Soko Morinaga (1925 - 1995) entered Zen practice after graduating from high school. He was ordained as a monk by Zuigan Goto in l948 and trained at the monastery at Daitokuji from l949 to l963. Soko Morinaga received the seal of the Dharma transmission from Sesso Ota Roshi. He went on to serve as the head of Hanazono University in Kyoto, the primary training university of the Rinzai sect.

"The purpose of practice," writes Morinaga, "is not to increase knowledge but to scrape the scales off the eyes, to pull the plugs out of the ears. Through practice one comes to see reality. And although it is said that 'no medicine can cure fully,' whatever prompts me to realize 'I was a fool' is, in fact, just such a medicine."

While training as a monk in a Zen monastery, the author was brought again and again to a close encounter with what he calls his idiocy — misconceptions generated by his attachment to a narrow experience of knowledge. With a fine sense of humor and commendable patience, Morinaga endures the rigors of sleepiness, a constant empty stomach, no sounds at meals in the dining hall, and the strictness of the master.

The author repeatedly has to firm up his resolve and solidify his intention to keep up his practice while constantly being dogged by his feelings of superiority and inferiority. In Zen practice it is necessary to break the ego — there is no way around it.

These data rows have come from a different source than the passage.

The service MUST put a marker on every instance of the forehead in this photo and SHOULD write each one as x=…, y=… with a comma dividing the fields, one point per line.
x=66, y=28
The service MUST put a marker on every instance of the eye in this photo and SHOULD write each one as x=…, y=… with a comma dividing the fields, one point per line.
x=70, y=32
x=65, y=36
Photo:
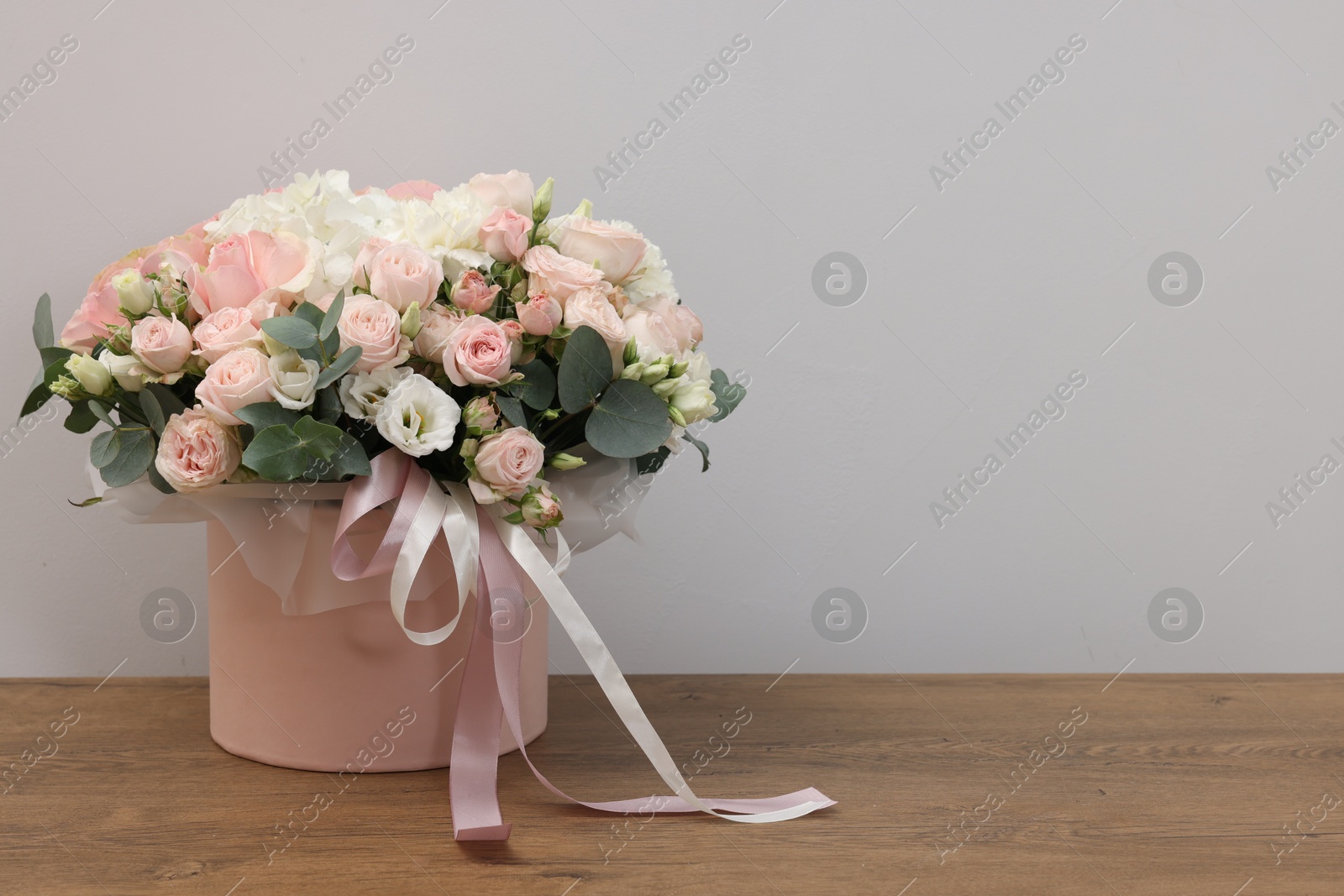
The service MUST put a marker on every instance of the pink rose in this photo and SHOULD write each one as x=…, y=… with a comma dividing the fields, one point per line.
x=437, y=325
x=506, y=465
x=163, y=344
x=197, y=452
x=591, y=308
x=376, y=328
x=472, y=295
x=253, y=265
x=365, y=261
x=507, y=191
x=479, y=352
x=539, y=315
x=557, y=275
x=615, y=250
x=235, y=380
x=228, y=328
x=401, y=275
x=504, y=234
x=414, y=190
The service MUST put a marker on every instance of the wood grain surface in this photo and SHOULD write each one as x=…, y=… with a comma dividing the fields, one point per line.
x=994, y=785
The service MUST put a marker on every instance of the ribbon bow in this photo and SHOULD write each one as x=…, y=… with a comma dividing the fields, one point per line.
x=490, y=558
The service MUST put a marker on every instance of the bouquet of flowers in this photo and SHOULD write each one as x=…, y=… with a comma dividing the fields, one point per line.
x=307, y=329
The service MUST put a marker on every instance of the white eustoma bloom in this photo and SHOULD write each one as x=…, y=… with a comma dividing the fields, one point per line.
x=293, y=380
x=418, y=417
x=360, y=394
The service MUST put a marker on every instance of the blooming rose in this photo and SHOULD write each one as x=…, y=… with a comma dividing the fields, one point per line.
x=479, y=352
x=615, y=250
x=293, y=379
x=163, y=344
x=252, y=265
x=557, y=275
x=401, y=275
x=365, y=261
x=437, y=324
x=506, y=465
x=376, y=328
x=418, y=417
x=228, y=328
x=197, y=452
x=360, y=394
x=508, y=191
x=235, y=380
x=589, y=308
x=504, y=234
x=539, y=315
x=472, y=295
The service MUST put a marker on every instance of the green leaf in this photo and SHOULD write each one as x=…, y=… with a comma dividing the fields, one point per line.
x=511, y=409
x=264, y=414
x=276, y=454
x=705, y=450
x=585, y=369
x=105, y=448
x=318, y=438
x=726, y=396
x=81, y=418
x=44, y=332
x=154, y=412
x=295, y=331
x=629, y=421
x=333, y=316
x=134, y=458
x=537, y=389
x=338, y=367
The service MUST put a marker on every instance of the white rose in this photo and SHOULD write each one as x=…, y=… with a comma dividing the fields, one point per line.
x=360, y=394
x=125, y=369
x=293, y=380
x=418, y=417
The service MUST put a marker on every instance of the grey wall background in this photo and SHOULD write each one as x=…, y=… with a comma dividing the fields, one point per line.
x=980, y=298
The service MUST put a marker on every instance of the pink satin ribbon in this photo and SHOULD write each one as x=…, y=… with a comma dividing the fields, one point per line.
x=491, y=680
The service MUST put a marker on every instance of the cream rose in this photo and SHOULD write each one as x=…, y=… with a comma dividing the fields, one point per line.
x=506, y=465
x=197, y=452
x=418, y=417
x=235, y=380
x=376, y=328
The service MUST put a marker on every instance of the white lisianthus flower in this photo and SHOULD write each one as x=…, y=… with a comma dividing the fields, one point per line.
x=360, y=394
x=293, y=380
x=418, y=417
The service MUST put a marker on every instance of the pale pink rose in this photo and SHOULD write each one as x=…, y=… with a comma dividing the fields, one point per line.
x=376, y=328
x=228, y=328
x=414, y=190
x=472, y=295
x=539, y=315
x=591, y=308
x=197, y=452
x=507, y=191
x=235, y=380
x=365, y=261
x=479, y=352
x=557, y=275
x=504, y=234
x=437, y=325
x=506, y=465
x=252, y=265
x=402, y=273
x=163, y=344
x=615, y=250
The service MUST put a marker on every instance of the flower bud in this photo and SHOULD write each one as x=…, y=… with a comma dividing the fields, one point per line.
x=92, y=375
x=564, y=461
x=134, y=293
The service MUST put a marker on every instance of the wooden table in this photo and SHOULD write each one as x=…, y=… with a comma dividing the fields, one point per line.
x=988, y=785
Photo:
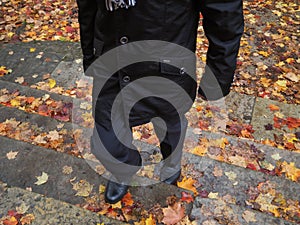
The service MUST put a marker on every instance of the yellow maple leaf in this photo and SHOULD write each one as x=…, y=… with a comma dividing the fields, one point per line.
x=291, y=172
x=15, y=102
x=188, y=184
x=199, y=150
x=150, y=220
x=265, y=54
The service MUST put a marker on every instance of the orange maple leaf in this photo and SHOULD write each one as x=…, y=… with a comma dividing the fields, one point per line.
x=188, y=184
x=172, y=215
x=127, y=200
x=273, y=107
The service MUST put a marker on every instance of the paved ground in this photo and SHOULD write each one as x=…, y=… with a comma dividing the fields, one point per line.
x=253, y=179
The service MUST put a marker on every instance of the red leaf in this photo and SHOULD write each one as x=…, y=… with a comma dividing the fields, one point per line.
x=251, y=166
x=69, y=29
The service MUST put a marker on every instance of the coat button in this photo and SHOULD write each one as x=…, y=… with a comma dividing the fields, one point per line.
x=182, y=70
x=124, y=40
x=126, y=79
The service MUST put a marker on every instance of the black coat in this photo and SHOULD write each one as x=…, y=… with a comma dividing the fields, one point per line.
x=174, y=21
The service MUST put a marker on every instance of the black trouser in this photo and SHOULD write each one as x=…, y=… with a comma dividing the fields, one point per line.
x=114, y=148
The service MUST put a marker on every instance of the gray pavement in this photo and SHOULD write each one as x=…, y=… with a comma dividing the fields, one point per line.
x=57, y=198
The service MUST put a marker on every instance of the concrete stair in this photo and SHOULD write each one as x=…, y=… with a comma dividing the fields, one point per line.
x=231, y=197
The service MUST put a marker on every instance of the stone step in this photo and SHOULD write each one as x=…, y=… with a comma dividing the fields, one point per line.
x=27, y=59
x=264, y=120
x=60, y=107
x=245, y=188
x=213, y=212
x=31, y=161
x=40, y=210
x=263, y=156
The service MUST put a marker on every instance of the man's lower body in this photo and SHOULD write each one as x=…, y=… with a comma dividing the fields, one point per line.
x=115, y=151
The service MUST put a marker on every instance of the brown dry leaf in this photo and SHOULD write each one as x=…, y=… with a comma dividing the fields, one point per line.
x=231, y=175
x=186, y=221
x=127, y=199
x=42, y=179
x=291, y=171
x=22, y=209
x=174, y=214
x=238, y=161
x=273, y=107
x=67, y=170
x=188, y=184
x=11, y=155
x=213, y=195
x=200, y=150
x=53, y=135
x=20, y=80
x=150, y=220
x=117, y=205
x=83, y=188
x=11, y=221
x=51, y=83
x=249, y=216
x=4, y=71
x=292, y=77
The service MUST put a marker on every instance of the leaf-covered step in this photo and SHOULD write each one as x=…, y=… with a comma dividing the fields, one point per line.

In the first sermon he heard from his Zen teacher, Morinaga learned: "In people or things, there is no such thing as trash." This combination memoir and wisdom resource, translated by Belenda Attaway Yamakawa, provides a lively and enlightening overview of Zen. There are several wonderful anecdotes on the poignance of living in the present moment or what Morinaga calls melting within the activity you are experiencing with a state of mind that makes absolutely no projections of favorability or adversity.